The result of Jim's creative craftsmanship exceeded our expectations, and impressed us how much energy can be extracted from 30 gallons of biomass. While the experiment had a few problems, it taught us to scale and control this novel hybrid approach to pyrolysis.
So, for a first-effort to apply a new idea, our experience was quite promising. But considerable ingenuity will be needed to harness this outburst of gas, flame and heat.
New Designs
Over winter, we separately mulled over Jim's first design effort, and developed ideas to upgrade Jim's creative contraption of spare parts and scrap pieces. We need better control over the pyrolysis process, and a bigger rocket stove firebox. We must devise a method to control the rate of gasification, so we can slow it down and stretch the time out. And we must make use of the heat released. It won't be simple or easy to tame this fire dragon.
Jim scaled down to a 5-gallon retort, and designed a small unit for his own backyard. Jim's unit is portable, so we took it to Saratoga Apple and the Permaculture Convergence for some enchanting demonstrations at biochar workshops.
I decided to stay with a 55/30-gallon nested retort to produce large volumes of char for field use—and maybe a unit large enough to heat a greenhouse. This meant scaling up Jim's rocket stove to a bigger firebox able to crank out more heat for a hot, fast, furious fire to kick off the pyrolysis phase quickly, reliably.
This latest unit is still little more than an experiment, a learning toy and teaching tool. If this year's creative contraption actually works, and shows promise as a design path, we will test and tinker with this hybrid through the fall to learn to predict and control the pyrolysis dragon. Nate Darrow has 200 crates of applewood to turn into char, but this dense wood is a challenge to crush to small grains for soil application.

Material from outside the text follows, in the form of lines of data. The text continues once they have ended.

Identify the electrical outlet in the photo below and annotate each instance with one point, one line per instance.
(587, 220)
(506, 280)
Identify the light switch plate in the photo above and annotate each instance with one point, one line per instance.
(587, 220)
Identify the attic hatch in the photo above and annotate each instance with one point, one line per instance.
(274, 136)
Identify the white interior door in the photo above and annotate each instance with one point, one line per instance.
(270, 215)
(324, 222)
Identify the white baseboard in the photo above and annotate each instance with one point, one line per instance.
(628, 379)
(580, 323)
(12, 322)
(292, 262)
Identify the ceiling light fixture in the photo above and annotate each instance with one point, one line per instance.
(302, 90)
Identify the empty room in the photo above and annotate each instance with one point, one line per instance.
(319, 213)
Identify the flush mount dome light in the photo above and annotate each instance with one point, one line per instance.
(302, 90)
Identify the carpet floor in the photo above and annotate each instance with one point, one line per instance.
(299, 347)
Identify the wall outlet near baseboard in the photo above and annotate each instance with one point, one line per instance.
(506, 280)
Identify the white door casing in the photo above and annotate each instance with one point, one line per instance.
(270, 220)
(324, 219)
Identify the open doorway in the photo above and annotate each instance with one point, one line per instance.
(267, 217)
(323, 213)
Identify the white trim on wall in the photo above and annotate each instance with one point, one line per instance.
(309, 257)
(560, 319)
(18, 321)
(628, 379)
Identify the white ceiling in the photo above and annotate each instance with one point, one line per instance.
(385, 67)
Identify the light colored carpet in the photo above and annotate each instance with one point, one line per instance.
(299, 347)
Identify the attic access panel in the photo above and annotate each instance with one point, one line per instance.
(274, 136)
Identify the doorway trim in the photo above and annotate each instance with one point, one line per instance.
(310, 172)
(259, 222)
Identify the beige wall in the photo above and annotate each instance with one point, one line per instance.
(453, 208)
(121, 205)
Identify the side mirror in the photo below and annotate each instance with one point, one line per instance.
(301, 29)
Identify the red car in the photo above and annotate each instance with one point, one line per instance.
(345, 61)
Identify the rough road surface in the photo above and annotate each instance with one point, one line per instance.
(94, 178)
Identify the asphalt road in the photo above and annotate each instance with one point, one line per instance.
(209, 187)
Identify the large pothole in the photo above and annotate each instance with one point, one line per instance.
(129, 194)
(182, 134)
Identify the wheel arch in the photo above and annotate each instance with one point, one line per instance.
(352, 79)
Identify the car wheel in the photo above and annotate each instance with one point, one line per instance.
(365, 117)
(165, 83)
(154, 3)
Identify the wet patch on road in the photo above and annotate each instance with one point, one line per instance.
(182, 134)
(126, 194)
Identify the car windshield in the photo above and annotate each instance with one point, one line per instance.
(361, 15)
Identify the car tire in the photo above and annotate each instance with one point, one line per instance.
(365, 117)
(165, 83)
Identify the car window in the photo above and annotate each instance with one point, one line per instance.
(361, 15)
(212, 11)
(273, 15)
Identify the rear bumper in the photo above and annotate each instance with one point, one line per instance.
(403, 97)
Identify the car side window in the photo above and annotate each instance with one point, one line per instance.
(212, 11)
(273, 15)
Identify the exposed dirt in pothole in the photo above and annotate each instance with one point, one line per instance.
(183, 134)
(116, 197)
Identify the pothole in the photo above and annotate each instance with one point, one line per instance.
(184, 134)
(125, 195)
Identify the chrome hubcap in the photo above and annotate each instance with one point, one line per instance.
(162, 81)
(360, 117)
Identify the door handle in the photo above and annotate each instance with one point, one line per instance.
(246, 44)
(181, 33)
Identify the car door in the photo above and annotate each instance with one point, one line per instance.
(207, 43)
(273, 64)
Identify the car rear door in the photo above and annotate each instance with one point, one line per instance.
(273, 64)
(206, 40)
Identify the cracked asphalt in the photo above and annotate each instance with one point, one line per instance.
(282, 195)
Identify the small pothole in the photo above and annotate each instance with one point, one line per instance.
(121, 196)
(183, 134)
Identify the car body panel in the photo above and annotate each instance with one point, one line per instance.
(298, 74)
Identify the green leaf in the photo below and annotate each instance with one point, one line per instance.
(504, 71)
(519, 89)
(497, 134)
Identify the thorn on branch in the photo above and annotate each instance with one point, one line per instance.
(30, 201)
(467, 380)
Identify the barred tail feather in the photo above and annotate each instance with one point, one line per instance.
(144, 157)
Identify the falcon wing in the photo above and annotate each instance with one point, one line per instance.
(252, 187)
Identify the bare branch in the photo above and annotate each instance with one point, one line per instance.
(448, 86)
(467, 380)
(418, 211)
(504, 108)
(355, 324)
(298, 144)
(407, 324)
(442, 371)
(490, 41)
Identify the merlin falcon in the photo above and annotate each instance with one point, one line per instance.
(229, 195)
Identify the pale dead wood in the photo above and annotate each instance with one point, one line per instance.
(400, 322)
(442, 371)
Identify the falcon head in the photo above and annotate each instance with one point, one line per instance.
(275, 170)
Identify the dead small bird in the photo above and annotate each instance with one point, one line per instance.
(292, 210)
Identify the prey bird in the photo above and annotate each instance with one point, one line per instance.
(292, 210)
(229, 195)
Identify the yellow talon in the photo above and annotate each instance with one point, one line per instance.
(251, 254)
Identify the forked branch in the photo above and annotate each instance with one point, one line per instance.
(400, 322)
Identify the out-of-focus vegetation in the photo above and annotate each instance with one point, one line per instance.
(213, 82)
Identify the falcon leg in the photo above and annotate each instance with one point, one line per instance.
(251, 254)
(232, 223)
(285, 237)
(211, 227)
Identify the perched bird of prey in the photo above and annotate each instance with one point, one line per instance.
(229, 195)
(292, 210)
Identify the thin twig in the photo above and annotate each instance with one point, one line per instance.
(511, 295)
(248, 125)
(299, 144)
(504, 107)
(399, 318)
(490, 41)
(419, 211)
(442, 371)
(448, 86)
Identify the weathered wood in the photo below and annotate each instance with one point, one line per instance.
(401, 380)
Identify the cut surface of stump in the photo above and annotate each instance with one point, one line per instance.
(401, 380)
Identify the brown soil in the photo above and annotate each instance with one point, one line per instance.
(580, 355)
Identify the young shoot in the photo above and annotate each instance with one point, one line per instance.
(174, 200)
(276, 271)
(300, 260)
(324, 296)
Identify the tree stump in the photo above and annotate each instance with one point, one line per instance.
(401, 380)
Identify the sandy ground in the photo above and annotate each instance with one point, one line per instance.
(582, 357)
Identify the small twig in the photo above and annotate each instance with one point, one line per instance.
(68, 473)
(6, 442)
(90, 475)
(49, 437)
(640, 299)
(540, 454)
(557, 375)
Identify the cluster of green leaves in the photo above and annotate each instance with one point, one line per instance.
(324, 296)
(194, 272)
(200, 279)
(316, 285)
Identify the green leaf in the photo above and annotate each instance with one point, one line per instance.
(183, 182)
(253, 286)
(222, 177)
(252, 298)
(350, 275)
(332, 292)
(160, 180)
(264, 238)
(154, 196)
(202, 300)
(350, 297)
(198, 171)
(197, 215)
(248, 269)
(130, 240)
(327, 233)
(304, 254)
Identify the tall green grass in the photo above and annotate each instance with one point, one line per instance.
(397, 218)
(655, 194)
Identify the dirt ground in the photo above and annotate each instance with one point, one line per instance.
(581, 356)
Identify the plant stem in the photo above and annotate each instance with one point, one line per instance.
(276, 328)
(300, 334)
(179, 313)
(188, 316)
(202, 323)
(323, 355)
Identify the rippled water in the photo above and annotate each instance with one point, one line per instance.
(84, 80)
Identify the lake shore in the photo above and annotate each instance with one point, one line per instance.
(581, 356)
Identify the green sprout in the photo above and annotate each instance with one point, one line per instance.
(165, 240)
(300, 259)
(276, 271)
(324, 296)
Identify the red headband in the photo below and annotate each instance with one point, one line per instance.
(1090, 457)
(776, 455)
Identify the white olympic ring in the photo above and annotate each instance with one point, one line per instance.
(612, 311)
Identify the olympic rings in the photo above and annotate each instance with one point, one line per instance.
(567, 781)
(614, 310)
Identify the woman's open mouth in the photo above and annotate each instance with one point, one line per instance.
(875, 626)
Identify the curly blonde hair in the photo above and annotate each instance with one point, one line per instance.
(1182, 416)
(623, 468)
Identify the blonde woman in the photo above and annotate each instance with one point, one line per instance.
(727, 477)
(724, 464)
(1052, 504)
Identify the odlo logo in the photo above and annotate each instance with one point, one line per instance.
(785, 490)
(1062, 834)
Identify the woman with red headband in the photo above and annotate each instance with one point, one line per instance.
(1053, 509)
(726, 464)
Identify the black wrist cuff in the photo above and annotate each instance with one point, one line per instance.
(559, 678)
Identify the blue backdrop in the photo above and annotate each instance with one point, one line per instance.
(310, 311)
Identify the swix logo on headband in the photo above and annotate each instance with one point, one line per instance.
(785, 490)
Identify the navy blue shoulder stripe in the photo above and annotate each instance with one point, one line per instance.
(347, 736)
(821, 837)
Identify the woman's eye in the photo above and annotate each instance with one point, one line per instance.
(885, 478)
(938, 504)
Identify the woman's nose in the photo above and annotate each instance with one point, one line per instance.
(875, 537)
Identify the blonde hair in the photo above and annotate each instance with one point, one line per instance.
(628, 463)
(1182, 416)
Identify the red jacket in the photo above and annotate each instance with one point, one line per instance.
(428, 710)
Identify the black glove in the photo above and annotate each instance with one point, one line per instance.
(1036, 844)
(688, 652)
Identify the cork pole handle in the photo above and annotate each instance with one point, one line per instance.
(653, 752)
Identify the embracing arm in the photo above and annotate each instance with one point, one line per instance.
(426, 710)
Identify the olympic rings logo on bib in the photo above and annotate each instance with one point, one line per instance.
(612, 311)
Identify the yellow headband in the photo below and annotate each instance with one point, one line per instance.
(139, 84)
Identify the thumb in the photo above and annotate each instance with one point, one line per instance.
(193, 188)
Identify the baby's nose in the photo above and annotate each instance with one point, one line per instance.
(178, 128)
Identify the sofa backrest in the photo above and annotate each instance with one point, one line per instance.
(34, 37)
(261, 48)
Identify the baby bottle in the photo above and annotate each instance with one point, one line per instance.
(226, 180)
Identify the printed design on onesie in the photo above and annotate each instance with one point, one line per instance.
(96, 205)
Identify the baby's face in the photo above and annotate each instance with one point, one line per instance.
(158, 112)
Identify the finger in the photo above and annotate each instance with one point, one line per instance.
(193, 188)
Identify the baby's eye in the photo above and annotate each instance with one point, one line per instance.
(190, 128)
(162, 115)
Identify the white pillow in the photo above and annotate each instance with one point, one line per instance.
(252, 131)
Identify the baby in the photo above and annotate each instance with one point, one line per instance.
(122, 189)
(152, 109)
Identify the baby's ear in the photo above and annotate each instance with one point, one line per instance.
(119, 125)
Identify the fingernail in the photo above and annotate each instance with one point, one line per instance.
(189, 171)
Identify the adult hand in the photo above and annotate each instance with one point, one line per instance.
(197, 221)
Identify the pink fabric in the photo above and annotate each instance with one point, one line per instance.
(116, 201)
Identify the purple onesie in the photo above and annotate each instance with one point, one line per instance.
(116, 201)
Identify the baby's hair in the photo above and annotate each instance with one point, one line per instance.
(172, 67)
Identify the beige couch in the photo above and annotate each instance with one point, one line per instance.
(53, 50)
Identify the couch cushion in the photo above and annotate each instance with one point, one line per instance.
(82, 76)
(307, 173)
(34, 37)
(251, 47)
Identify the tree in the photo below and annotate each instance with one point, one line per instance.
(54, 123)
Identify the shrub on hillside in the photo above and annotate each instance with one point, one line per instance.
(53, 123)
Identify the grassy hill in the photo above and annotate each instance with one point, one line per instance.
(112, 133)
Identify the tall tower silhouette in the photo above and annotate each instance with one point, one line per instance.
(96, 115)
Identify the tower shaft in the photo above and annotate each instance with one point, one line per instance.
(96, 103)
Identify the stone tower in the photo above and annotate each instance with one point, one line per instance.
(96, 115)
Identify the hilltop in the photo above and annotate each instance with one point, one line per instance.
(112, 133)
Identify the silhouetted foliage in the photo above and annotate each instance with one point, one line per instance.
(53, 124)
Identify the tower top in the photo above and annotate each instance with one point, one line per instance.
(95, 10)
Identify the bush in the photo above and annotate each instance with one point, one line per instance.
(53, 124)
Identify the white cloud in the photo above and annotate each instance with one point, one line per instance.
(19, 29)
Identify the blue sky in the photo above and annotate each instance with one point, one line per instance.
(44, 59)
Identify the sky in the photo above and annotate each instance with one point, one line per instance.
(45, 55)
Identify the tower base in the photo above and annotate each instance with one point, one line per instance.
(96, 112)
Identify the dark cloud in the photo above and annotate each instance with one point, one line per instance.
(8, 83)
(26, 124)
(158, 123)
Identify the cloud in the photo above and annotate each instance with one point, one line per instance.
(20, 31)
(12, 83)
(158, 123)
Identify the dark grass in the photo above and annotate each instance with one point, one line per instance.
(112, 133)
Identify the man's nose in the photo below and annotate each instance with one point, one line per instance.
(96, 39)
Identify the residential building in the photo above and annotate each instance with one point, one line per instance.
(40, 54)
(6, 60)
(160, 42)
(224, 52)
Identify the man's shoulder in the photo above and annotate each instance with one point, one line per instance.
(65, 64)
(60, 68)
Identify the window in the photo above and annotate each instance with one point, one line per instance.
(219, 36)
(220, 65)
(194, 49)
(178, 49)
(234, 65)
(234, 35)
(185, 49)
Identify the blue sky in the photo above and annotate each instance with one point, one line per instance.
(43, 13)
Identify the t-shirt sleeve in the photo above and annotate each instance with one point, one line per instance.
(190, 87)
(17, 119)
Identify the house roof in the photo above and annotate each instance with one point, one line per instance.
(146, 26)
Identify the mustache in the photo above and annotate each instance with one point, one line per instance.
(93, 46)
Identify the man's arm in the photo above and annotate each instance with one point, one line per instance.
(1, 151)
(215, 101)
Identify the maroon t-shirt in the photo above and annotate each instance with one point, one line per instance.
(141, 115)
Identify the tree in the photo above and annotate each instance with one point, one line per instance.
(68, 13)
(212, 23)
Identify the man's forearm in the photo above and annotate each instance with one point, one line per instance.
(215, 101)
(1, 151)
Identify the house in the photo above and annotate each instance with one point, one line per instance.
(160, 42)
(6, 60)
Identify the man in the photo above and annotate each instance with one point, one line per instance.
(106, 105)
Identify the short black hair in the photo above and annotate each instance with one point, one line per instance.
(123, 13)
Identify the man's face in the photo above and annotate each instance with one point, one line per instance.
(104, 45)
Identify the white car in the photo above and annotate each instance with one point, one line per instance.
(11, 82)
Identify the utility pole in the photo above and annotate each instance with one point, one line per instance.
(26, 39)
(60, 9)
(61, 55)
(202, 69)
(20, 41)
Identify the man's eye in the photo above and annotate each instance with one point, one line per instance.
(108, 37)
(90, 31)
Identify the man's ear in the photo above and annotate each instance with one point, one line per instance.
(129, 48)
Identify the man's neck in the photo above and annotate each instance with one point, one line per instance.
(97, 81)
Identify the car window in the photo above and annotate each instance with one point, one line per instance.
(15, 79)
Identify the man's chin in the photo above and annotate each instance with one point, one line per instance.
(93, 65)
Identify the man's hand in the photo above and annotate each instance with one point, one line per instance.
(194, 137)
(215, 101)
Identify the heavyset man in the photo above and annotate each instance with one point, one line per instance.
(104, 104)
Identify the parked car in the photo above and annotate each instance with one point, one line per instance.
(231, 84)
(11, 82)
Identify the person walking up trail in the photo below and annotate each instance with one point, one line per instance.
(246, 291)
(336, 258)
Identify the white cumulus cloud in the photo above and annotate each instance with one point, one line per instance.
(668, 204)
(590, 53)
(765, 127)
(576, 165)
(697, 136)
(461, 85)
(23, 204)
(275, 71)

The ambitious goal for 2010 is to build a unit safe and reliable enough to put in Nate's 90x30 nutrient-dense greenhouses a few feet away. A 30-gallon retort heating a greenhouse through the winter growing season will yield a few hundred pounds of biochar by spring to spread on Saratoga Apple's 200 acres of fields and orchards. Their dense clay soils are desperate for any carbon, but especially for biochar. Over a decade of operation, the carbon sequestered in those heavy soils will reach optimums.
A full-function greenhouse heater means building a few upgrades and designing and testing add-on equipment, such as refractory insulation, masonry enclosure, heat exchangers, hot water reservoir, sensors, pumps, valves.....
So far, all we have is six 20-foot test plots with a thin coating of store-bought charcoal crudely crunched under a truck tire.